Movement-based practice. Mindfulness does not require stillness. Walking mindfulness, gentle stretching, even mindful hand movements give the ADHD brain the baseline level of stimulation it needs to stay present rather than spiralling. A Frontiers in Psychology study found that mindfulness meditation increased performance on all executive functioning tasks in children and youth with ADHD, with medium to large effect sizes, while acute exercise separately enhanced positive mood and self-efficacy [18]. Combining movement and mindfulness is not a compromise. It is using both pathways simultaneously.
Short, structured sessions with concrete feedback. Ten minutes is too long to start with. I work in blocks of three to five minutes, with a specific focus for each block, and a brief check-in afterward. For an ADHD brain that responds to novelty and concrete progress, this is far more sustainable than an open-ended instruction to "sit with whatever arises."

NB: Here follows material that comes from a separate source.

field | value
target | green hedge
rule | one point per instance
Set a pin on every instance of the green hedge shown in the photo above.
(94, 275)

Building interoception gradually. Rather than assuming interoceptive awareness is already functional, I treat it as a skill that can be developed over time. We start with the most obvious external sensations and progressively work toward subtler internal ones. Research on interoceptive training in neurodivergent populations supports this approach: a study published in Occupational Therapy International found that children who practiced identifying body signals and linking them to emotions showed improved emotional regulation afterward [13].
Language that does not command. This one sounds small. It is not. Pay attention to the language used in most guided meditations and mindfulness classes. "Close your eyes." "Focus on your breath." "Relax your shoulders." "Let go of your thoughts." These are commands. They assume compliance is possible and that the instruction is safe for everyone in the room. For someone with a trauma history, being told to close their eyes by a person in a position of authority can activate a threat response before the session has even begun. For a neurodivergent person who has spent a lifetime being told their instincts are wrong, another instruction they cannot follow is another small failure stacked on a pile of them.
Trauma-informed facilitation uses invitational language instead. "I invite you to close your eyes, or if you prefer, you can soften your gaze downward." "If it feels ok, you might bring your attention to your breath." "You are welcome to rest your hands wherever feels comfortable." "If at any point this does not feel right, you can open your eyes, shift position, or simply stop." This approach is grounded in SAMHSA's six principles of trauma-informed care, which include empowerment, voice, and choice, and emphasise that participation should never mirror the helplessness or loss of control associated with traumatic experience [19].
The difference is not cosmetic. It is the difference between a practice that assumes safety and a practice that builds it. Every time you give someone genuine permission to opt out, you are communicating that their autonomy matters more than the exercise. SAMHSA's trauma-informed care framework is explicit on this point: working collaboratively to facilitate a client's sense of control and to maximise their autonomy and choices is crucial, and this applies not just to major decisions but to common tasks and everyday interactions [19]. For a person whose boundaries have been overridden, whether through trauma, medical settings, school environments, or workplace dynamics, that message is profoundly regulating in itself. The nervous system cannot relax into a practice it does not feel safe to leave.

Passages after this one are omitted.